Primo maggio scorso, cinguettio dal fondatore e presidente di Twitter, Jack Dorsey: «You don't have to do it first, you just have to do it right». Se cerchiamo una frase che riassuma e definisca il lavoro dei fratelli Samwer possiamo agilmente prendere questa. I tre imprenditori dotcom tedeschi, Alexander (37 anni), Oliver (39) e Mark (41), sono a capo di uno dei principali incubatori europei (e mondiali) di aziende della rete, quella Rocket Internet che continua a partorire a decine start-up in giro per il globo: riprende idee di aziende già esistenti (ma non solo) e le sviluppa spesso meglio dell'originale.

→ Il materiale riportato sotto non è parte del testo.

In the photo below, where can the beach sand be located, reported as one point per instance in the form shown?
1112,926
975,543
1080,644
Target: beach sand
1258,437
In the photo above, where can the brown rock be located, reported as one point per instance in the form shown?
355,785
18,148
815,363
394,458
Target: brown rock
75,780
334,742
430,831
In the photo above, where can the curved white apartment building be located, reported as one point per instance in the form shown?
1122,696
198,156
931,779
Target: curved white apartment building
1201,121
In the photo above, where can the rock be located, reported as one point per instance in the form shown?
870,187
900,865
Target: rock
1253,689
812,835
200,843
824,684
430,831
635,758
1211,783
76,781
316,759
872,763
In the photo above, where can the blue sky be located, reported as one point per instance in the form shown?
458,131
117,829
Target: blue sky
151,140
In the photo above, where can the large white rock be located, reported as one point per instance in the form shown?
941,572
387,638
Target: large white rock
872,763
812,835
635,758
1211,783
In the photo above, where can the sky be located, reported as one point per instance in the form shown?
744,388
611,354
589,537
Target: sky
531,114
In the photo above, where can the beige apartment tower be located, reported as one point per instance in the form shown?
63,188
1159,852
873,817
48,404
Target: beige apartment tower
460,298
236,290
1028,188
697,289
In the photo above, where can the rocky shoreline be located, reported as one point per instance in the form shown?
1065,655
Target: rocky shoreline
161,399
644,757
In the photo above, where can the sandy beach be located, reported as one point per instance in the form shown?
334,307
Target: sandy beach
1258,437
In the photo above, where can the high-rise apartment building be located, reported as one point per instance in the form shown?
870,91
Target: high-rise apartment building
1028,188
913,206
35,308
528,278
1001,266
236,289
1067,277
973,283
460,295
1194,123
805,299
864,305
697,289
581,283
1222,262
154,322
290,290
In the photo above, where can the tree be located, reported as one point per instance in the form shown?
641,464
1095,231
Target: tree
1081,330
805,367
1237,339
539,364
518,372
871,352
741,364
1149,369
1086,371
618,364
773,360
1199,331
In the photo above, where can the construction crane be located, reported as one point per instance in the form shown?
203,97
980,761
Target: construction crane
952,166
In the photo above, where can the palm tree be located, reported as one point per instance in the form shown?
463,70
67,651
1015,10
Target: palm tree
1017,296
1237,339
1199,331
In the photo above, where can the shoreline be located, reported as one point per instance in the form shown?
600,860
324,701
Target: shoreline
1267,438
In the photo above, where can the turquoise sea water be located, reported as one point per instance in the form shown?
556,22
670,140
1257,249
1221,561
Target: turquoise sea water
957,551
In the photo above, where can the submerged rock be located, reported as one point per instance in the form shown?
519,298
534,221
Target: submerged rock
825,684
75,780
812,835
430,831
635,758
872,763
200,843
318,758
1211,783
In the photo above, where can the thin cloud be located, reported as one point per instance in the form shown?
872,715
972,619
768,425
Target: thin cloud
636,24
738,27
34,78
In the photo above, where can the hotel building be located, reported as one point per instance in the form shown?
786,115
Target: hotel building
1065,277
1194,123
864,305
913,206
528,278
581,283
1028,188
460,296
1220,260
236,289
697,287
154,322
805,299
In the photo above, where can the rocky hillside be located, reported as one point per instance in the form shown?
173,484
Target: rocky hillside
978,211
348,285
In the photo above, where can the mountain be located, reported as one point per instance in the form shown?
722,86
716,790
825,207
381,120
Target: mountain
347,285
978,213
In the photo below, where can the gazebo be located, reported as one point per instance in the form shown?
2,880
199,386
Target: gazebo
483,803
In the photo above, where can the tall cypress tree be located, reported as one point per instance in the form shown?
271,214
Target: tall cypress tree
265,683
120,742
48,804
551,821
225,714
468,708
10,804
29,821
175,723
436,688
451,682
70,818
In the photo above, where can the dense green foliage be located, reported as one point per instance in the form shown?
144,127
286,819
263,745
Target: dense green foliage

Se pensate a una start-up che possa sfondare, i Samwer l'avranno certo già adocchiata o replicata. Nel quartier generale di Berlino si lavora così. Si punta una nuova impresa con un mercato importante, con un business model che stia funzionando in alcuni paesi. Prima che il successo sia noto a tutti, la si mappa, si vede dove ci sono spazi liberi per agire, si modella l'idea sul mercato specifico, vergine o meno. Perché – è la tesi - le società hanno mica brevetto, e il trademark (che si applica solo nei paesi dove sono registrate) non viene violato. L'elenco dei progetti andati in porto è lungo e affonda le radici ancor prima della nascita di Rocket nel 2007. Parlano le vendite all'asta di Alando (simil eBay), il social commerce di City Deal (simil Groupon), la ricerca dell'anima gemella di eDarling (eHarmony), il gaming online di Plinga (Zynga), la bacheca degli interessi di Pinspire (Pinterest), gli alloggi in affitto di Wimdu (Airbnb),le scarpe e la moda di Zalando (Zappos).

La sede italiana
Ora Rocket Internet, uffici sparsi in almeno 20 paesi, è arrivata anche in Italia. Non che prima non fosse già attiva nel paese con i propri portali, basti pensare appunto al successo di City Deal prima e Zalando oggi. Ma da febbraio è seguito lo sbarco fisico, e ha aperto i battenti la sede di Milano «già operativa, dove lavora un gruppo con età media di 26-27 anni», racconta il managing director Michele Ferrario. Che ha già prodotto alcuni siti, a partire da Dalani (shopping per la casa e l'arredamento). «Le nostre presentazioni ai Career Day del Politecnico di Milano e Torino e della Bocconi sono state stracolme di gente interessata. Fino a qualche anno fa principale obiettivo dei migliori studenti universitari era entrare in grandi banche d'affari o importanti multinazionali, oggi vedo invece più voglia di mettersi in gioco, facendo start-up. E sotto questo punto di vista offriamo ai giovani brillanti una possibilità ineguagliabile: usufruire del sostegno di un'azienda leader, con grande esperienza nel settore. Ci piace far parte dell'ecosistema che si sta creando in Italia, dove leggiamo una maggior propensione all'imprenditorialità, e continuiamo a cercare persone di valore e idonee ai progetti che intendiamo via via sviluppare».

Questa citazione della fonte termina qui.